According to reports, cybercriminals are now using the buzz surrounding the leak to distribute a powerful cocktail of malware. More specifically, they’re setting up fake GitHub repositories that claim to host “unlocked” or “enterprise” versions of the leaked code. This way, hackers are luring curious developers into their trap.
Hackers are capitalizing on Anthropic’s Claude code leak by pushing malware
It’s not just the promise of free software that makes this campaign so effective; it’s also how it’s being delivered. One specific actor, who went by the name “dbzoomh,” was able to optimize their malicious repository so well that it showed up on the first page of Google results for searches like “leaked Claude Code.”
Users who fall for the trick download a 7-Zip archive containing a file named ClaudeCode_x64.exe. Instead of a revolutionary AI tool, the executable deploys two distinct threats: Vidar and GhostSocks.
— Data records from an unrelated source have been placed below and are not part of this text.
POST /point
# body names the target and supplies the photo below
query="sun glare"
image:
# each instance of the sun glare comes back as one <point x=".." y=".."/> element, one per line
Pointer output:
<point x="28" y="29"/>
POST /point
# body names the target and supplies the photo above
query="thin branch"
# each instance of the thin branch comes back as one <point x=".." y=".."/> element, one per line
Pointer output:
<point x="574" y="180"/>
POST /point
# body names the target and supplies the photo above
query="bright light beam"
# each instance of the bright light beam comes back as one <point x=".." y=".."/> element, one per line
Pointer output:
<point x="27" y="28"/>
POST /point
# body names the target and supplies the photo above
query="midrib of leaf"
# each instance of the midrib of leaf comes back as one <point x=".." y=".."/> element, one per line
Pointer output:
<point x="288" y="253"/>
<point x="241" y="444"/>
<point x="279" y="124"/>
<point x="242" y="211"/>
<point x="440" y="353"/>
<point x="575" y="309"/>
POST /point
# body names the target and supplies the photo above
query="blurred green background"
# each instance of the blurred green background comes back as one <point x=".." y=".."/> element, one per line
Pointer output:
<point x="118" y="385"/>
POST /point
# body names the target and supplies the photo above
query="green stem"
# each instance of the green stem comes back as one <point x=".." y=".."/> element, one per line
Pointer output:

Vidar is a well-known “infostealer” designed to vacuum up passwords, browser cookies, and even cryptocurrency wallet data. On the other hand, GhostSocks acts as a proxy tool, effectively turning the victim’s computer into a relay for other malicious traffic, often sold to other criminals on the dark web.
A pattern of vulnerability
This incident follows a string of security headaches for Anthropic. Just days before this fake leak campaign began, researchers at Koi Security discovered “ShadowPrompt.” This flaw in Claude’s Chrome extension could allow data theft through zero-click attacks. Another group, Oasis, recently disclosed a chain of vulnerabilities they dubbed “Cloudy Day.”
It’s noteworthy that Anthropic has been quick to patch these official flaws. However, they have no control over the “fake” versions circulating on platforms like GitHub. The company’s rapid growth has even forced them to throttle usage during peak hours to keep up with demand. Of course, hackers are clearly happy to exploit this big surge.
To stay safe, the developer community should stick to official channels only. The promise of “unlocked features” or “no usage limits” on a leaked product is almost always a red flag. As the popularity of tools like Claude continues to skyrocket, so will the creativity of those looking to hijack that success. In this case, curiosity didn’t just kill the cat—it stole its passwords.